Furthermore, the existence of such a tradition does not mean that Paul drew on the tradition (See Bandstra, “Interpretation,” 11). Godet and Hodge both reject the idea out of hand as being contrary to Paul’s person and position. They are correct to do so, for Paul explicitly rejects Jewish myths (1 Tim. 1:4).
Paul likely relied on the Jewish Scriptures rather than Jewish myths in writing 10:4. In the Pentateuch itself, God is addressed with the appellation “Rock” (Deut. 32:4, 15, 18, 30-31). Paul may reasonably make a word play with the physical rock that supplied water to the people and Rock as a title for the God who was present with his people and who provided the spiritual food and drink for them. This move on Paul’s part was not entirely unprecedented; Psalm 78 also brings together this title for God, the provision of water, and the presence of God in a context similar to that of 1 Corinthians 10 (Beale, Inerrency, 99). The Psalm recounts the blessings of God upon Israel and Israel’s subsequent rebellion. Verse 14 indicates the presence of God theme by reference to the pillar of cloud and fire. Verses 15-16 speak of God splitting rocks in the desert to provide water for the people (incidentally, the plural “rocks” undermines the theory that the rock in Exodus 17 and Numbers 20 were the same rock simply because it shows up at the beginning and end of the journey; contra Enns, “Well,” 30). Verses 17-31 describe Israel’s rebellion (verse 20 again mentions the provision of water through the striking of a rock). Verse 32 notes that their sin was despite God’s miraculous working on their behalf. Verse 35 reveals that the Israelites needed to remember “that God was their Rock.”

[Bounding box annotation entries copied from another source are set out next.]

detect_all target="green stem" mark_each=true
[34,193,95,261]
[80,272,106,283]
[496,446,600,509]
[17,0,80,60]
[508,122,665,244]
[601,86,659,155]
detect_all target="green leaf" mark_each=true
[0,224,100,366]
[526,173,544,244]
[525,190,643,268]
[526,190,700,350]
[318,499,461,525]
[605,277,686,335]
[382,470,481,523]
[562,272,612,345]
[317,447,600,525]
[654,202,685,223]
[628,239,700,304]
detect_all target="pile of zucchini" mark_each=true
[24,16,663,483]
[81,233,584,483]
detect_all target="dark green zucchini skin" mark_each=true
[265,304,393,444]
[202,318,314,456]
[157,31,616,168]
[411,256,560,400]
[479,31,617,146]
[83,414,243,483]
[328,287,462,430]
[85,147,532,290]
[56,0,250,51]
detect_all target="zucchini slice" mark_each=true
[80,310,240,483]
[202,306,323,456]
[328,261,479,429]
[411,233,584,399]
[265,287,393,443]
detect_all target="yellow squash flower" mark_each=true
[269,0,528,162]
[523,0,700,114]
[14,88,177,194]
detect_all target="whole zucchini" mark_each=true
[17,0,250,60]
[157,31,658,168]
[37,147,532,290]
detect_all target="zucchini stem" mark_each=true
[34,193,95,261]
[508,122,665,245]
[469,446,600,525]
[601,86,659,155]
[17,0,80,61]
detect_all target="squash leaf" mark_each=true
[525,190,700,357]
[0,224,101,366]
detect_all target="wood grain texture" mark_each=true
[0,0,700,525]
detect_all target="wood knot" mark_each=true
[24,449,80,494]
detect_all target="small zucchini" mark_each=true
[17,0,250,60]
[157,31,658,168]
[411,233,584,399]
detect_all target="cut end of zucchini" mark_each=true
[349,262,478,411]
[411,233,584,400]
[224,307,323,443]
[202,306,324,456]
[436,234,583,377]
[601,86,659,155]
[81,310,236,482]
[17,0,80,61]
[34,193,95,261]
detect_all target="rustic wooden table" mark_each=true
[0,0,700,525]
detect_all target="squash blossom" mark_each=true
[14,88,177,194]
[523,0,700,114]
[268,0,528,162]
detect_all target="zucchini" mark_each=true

Thus to identify this Rock as Christ poses no difficulty for anyone who believes that Christ is God. Paul was not allegorizing when he called Christ the Rock who provided water to the Israelites in the wilderness; he was simply making a word-play with an existing title of God to highlight the presence of Christ among the Israelites in the wilderness. Christ really was in the wilderness with Israel, he really did stand behind the provision of water from the physical rock, and he was given the title Rock by Moses. Nor was Paul adopting a Jewish fable in this passage; he was building off connections already made in the Old Testament and applying them to his present situation.